社説:きょう投開票 「お任せ」はやめよう

毎日新聞 2013年07月21日 02時32分

 「けふ(きょう)だ・活(い)かせ一票」「自由な意思で投票を」「傍観は罪悪だ」−−。1946年4月10日、戦後最初の衆院選当日の毎日新聞(東京)1面にはこんな見出しが躍っている。女性が初めて選挙権を得る一方、投票年齢も戦前の25歳以上から20歳以上に引き下げられて初の総選挙。民主国家に生まれ変わる熱気が紙面から伝わってくる。

 それから67年。きょうは第23回参院選の投開票日である。有権者それぞれの1票を大切に、という私たちのメッセージは今も変わらない。

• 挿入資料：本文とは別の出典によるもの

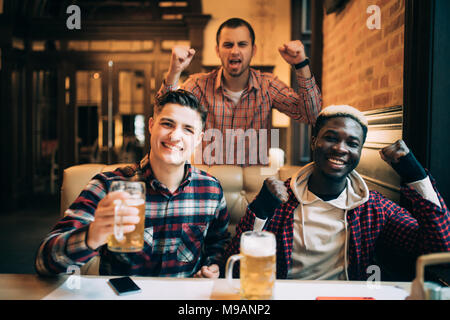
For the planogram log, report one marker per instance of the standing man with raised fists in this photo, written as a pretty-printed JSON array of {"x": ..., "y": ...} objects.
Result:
[{"x": 239, "y": 98}]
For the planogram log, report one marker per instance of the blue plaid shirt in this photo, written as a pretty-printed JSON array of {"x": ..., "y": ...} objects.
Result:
[{"x": 184, "y": 230}]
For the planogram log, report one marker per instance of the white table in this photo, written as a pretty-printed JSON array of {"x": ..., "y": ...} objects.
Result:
[{"x": 18, "y": 286}]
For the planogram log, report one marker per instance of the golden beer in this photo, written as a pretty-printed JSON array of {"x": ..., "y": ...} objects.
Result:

 今回の参院選は基本的には第2次安倍内閣半年の評価を問うものだ。だが、結果次第では参院の与野党勢力は大きく変わり、安倍内閣は久しぶりの長期政権となる可能性が出てくる。ここ数年の日本の方向を決定づけるかもしれないということだ。経済政策だけでなく憲法改正や原発政策など、数年どころか日本の未来を左右する争点が目白押しだったのはだれもが認めるところだろう。

 にもかかわらず低投票率を予想する声が開票前から出ている。昨年12月の衆院選の投票率は戦後最低。先月の東京都議選も低かった。その流れが続くのでは、というわけだ。

 特に懸念されるのは若い世代だ。昨年の衆院選では最も高い60代の投票率が約75%だったのに対し、20代は約38%。深刻な格差といっていいだろう。政治家は投票してくれる高齢者を優遇しがちになる。それでいいのかどうか。若い世代には今一度、考えてもらいたいと思う。

 若者だけではない。「勝敗は既に見えていて関心がわかない」との声もあちこちで聞く。だが、実際には改選議席が2〜5の選挙区を中心に大激戦になっているところも少なくない。やはりあなたの1票が結果を変えるのである。

 「投票したくなる政党がない」という人もいるかもしれない。ならば自分が大切にする政策を一つに絞って、一番自分に近い考えを訴えた政党がどこかで選ぶ方法もある。6年間、参院議員として国政を任すのだから政党より候補者本人を重視して選択するのもよいだろう。

 いずれにしても投票せずに政治家に全てをお任せする「傍観」はいけない。選んだ議員が行う政治の恩恵に浴するのも失政のツケを引き受けることになるのも私たち有権者だからだ。

 冒頭紹介した毎日新聞1面には「憲政の神様」といわれた尾崎行雄の寄稿文も掲載されている。尾崎はこう書いている。「とにかく誠実堅固にして権益のために心を動かさない人を選ぶべきである」「選挙人の責任もまた重い」と。まだ投票を済ませていない人はこの言葉をかみしめながら投票所に足を運ぼう。